**AP Calculus BC**

**Credit Hours: 1.0**

**Course Length: 2 Semesters**

**Course Description**

The Advanced Placement Calculus BC course is equivalent to both the Calculus I and Calculus II college-level courses. The rigor and pace of this course is consistent with calculus offerings at many colleges and universities and will prepare students for the Advanced Placement Exam. Upon successful completion of the exam, students may receive college credit and will be well-prepared for additional advanced mathematics coursework.

AP® Calculus BC builds upon prior knowledge in previous mathematics course work. Students will explore topics within the four big ideas covered in the course: (1) limits, (2) derivatives, (3) integrals and (4) series. This course allows students to gain conceptual understanding through discussions, group activities and investigations. Students will learn how to use the graphing calculator to help solve problems, experiment, interpret results, and support conclusions. In order to prepare for the exam, students will complete weekly AP® practice quizzes and unit exams that will conform to the constraints of the AP® exam.

**Course Prerequisites**

Students should complete four years of secondary mathematics designed for college-bound students. These courses should explore topics in algebra, geometry, trigonometry, analytic geometry, and elementary functions. Students should be familiar with the properties of these elementary functions, which include linear, polynomial, rational, exponential, logarithmic, trigonometric, inverse trigonometric, and piecewise-defined functions.

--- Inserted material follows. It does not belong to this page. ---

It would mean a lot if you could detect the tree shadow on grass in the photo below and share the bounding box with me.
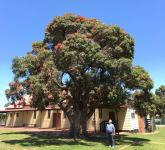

**Required Textbook(s) and/or Materials**

Students must have access to a graphing calculator (preferably a TI-83/TI-84) and a word processing program (Google Docs or Microsoft Word).

**Major Concepts**

According to the College Board, students who are enrolled in AP® Calculus AB will be able to:

- Work with functions represented in multiple ways: graphical, numerical, analytical, or verbal.
- Understand the meaning of the derivative in terms of a rate of change and local linear approximation and use derivatives to solve problems.
- Understand the meaning of the definite integral as a limit of Riemann sums and as the net accumulation of change and use integrals to solve problems.
- Understand the relationship between the derivative and the definite integral as expressed in both parts of the Fundamental Theorem of Calculus.
- Communicate mathematics and explain solutions to problems verbally and in writing.
- Model a written description of a physical situation with a function, a differential equation, or an integral.
- Use technology to solve problems, experiment, interpret results, and support conclusions.
- Determine the reasonableness of solutions, including sign, size, relative accuracy, and units of measurement.
- Develop an appreciation of calculus as a coherent body of knowledge and as a human accomplishment.